I’m now imagining a story in which there’s a rogue AI out there with a big bank account (attained perhaps from insider trading), hiring human proxies to buy equipment, build things, and gradually accumulate power and influence, before, some day, deciding to turn the world abruptly into paperclips.
It’s an interesting science fiction story. I still don’t quite buy it as a high-probability scenario or one to lie awake worrying about. An AGI able to do this without making any mistakes is awfully far from where we are today. An AGI able to write an AGI able to do this, seems if anything to be a harder problem.
We know that the real world is a chaotic messy place and that most interesting problems are intractable. Any useful AGI or ASI is going to be heavily heuristic. There won’t be any correctness proofs or reliably shortcuts.Verifying that a proposed modification is an improvement is going to have to be based on testing, not just cleverness. I don’t believe you can construct a small sandbox and train an AGI in that sandbox, and then have it work well in the wider world. I think training and tuning an AGI means lots of involvement with actual humans, and that’s going to be a human-scale process.
If I did worry about the science fiction scenario above, I would look for ways to thwart it that also have high payoff if AGI doesn’t happen soon or isn’t particularly effective at first. I would think about ways to do high-assurance financial transparency and auditing. Likewise technical auditing and software security.

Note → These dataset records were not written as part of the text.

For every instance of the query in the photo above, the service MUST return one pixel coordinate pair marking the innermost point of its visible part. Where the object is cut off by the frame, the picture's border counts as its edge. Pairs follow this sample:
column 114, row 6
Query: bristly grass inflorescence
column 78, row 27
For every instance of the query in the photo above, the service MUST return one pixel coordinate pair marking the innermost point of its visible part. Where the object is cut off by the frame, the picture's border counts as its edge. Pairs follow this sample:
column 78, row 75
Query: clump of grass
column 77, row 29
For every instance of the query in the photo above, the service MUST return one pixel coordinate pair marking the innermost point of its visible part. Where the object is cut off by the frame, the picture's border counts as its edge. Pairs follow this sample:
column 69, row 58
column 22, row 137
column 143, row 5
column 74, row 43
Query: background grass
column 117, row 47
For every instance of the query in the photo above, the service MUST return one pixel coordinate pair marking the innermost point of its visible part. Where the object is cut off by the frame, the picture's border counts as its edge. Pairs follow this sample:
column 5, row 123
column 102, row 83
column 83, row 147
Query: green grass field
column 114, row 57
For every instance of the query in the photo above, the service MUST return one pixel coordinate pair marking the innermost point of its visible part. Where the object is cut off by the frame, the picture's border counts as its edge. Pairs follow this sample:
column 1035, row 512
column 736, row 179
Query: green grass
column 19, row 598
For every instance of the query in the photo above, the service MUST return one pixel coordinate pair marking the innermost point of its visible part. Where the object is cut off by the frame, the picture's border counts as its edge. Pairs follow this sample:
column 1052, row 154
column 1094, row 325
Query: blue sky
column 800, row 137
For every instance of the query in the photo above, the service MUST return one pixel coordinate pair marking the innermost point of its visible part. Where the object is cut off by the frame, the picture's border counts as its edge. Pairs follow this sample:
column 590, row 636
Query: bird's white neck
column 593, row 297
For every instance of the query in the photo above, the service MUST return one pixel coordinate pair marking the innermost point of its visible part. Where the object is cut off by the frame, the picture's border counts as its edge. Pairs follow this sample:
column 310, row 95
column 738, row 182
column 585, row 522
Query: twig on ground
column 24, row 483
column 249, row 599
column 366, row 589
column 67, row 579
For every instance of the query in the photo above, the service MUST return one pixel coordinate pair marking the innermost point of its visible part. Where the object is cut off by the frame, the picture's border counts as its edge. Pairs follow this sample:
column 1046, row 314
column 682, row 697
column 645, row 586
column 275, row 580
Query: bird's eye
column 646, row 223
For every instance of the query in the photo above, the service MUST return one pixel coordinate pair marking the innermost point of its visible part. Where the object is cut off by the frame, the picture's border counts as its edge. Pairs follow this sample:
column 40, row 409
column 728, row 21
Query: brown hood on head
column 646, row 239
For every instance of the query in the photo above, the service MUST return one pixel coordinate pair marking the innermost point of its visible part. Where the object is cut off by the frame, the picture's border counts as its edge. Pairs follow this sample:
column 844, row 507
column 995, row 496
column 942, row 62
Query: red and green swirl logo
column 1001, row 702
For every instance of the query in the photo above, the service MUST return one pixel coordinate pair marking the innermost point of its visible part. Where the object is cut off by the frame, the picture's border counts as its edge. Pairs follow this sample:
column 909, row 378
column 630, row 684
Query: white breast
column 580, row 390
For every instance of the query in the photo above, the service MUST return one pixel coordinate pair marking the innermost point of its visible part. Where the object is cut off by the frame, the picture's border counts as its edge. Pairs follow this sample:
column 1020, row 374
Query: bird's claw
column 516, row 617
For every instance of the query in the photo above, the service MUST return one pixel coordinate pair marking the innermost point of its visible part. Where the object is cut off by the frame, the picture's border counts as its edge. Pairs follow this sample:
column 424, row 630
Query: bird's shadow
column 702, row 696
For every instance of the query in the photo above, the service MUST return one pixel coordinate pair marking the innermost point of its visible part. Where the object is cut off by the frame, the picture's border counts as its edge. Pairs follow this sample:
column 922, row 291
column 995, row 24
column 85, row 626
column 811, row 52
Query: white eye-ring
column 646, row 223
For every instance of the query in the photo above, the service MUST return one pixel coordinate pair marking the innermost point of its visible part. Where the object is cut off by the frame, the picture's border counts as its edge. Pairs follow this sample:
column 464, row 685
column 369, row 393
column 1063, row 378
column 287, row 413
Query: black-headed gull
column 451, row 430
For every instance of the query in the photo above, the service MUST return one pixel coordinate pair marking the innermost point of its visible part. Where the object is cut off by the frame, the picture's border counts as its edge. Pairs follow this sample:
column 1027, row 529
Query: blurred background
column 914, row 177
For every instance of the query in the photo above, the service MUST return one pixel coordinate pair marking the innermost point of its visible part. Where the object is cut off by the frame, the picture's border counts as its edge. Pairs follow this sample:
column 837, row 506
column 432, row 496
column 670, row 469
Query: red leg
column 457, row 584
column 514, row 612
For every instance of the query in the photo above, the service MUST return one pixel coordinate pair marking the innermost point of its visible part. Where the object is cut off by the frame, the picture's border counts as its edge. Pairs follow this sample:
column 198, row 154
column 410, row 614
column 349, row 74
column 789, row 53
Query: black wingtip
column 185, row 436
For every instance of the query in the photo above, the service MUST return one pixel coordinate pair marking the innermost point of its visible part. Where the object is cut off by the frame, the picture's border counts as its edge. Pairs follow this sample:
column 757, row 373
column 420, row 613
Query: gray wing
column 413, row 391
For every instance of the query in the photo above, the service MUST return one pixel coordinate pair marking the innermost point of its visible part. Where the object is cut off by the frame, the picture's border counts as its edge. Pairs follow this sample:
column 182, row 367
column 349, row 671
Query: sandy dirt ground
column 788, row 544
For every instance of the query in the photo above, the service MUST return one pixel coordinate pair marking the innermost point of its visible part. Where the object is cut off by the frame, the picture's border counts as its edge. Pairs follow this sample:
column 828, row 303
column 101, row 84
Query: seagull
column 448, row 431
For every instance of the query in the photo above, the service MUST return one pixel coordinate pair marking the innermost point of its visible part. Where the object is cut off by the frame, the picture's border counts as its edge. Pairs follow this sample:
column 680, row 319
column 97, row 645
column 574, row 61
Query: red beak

But it is not easy to use the money. You can’t “just” build huge companies with fake identities, or a straw man, to create revolutionary technologies easily. Running companies with real people takes a lot of real-world knowledge, interactions and feedback. But most importantly, it takes a lot of time. I just don’t see that an AI could create a new Intel or Apple over a few years without its creators noticing anything.

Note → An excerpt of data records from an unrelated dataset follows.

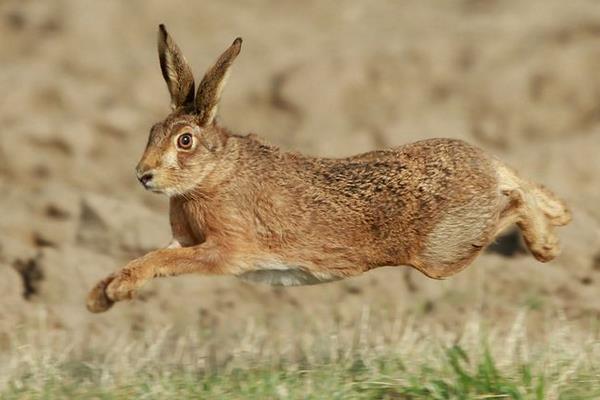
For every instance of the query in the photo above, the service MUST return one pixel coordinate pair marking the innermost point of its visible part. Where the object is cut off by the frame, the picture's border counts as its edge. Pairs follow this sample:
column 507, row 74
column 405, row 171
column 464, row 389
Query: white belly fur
column 277, row 274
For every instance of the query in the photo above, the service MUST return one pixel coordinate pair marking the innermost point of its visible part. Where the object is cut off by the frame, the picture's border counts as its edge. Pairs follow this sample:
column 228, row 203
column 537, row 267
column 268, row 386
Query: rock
column 117, row 227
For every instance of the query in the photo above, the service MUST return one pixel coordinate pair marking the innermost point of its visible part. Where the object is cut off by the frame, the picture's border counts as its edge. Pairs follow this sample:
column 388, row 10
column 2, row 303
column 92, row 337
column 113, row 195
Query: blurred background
column 81, row 86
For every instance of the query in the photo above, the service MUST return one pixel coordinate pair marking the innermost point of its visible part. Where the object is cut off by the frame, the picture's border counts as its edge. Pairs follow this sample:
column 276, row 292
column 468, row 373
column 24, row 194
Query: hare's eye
column 185, row 141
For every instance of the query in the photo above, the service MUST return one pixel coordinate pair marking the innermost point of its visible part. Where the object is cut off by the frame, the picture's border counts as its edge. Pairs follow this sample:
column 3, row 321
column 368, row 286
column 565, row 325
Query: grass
column 417, row 363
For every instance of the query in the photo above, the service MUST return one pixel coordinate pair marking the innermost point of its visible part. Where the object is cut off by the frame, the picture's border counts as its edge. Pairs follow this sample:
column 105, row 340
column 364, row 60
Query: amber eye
column 185, row 141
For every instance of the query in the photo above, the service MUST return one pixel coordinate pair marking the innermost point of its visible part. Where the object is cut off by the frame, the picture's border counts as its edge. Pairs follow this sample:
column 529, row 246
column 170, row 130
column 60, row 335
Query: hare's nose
column 145, row 178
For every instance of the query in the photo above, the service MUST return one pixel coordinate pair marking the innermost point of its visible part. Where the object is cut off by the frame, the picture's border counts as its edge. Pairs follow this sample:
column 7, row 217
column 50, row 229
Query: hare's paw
column 121, row 288
column 97, row 300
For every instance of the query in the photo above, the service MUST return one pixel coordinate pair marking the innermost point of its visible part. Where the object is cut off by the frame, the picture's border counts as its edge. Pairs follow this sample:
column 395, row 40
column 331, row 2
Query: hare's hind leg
column 535, row 210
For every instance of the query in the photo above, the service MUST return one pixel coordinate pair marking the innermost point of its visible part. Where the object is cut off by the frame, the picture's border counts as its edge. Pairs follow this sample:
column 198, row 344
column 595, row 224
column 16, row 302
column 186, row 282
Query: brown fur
column 241, row 207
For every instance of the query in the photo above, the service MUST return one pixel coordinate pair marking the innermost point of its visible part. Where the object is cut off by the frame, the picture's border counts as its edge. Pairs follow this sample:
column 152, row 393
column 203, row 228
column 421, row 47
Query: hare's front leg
column 205, row 258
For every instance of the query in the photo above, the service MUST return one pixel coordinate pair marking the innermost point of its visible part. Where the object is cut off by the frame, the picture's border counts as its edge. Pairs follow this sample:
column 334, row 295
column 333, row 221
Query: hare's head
column 186, row 146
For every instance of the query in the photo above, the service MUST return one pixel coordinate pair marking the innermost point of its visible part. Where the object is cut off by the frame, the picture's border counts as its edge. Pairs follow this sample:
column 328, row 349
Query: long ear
column 209, row 90
column 175, row 69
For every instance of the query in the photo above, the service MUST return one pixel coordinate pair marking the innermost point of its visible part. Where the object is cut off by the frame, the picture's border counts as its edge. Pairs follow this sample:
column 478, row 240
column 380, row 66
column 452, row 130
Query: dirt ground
column 81, row 87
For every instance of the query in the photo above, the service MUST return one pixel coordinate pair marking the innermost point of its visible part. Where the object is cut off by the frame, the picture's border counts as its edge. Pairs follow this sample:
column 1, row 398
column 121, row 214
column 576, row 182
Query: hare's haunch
column 241, row 207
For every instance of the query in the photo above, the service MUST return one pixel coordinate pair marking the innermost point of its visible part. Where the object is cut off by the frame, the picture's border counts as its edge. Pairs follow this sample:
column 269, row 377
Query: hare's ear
column 209, row 90
column 175, row 69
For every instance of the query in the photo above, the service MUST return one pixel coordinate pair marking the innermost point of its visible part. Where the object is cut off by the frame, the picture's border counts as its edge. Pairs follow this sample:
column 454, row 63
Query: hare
column 239, row 206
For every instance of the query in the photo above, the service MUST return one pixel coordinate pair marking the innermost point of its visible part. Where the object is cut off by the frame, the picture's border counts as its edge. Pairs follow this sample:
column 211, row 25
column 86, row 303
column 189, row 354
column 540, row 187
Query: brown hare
column 241, row 207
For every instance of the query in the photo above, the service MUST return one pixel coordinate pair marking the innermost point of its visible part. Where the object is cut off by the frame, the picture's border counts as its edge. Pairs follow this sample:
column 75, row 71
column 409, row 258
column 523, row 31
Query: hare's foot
column 122, row 287
column 537, row 227
column 97, row 300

The goals of an AI will be under scrutiny at any time. It seems very implausible that scientists, a company or the military are going to create an AI and then just let it run without bothering about its plans. An artificial agent is not a black box, like humans are, where one is only able to guess its real intentions. A plan for world domination seems like something that can’t be concealed from its creators. Lying is no option if your algorithms are open to inspection.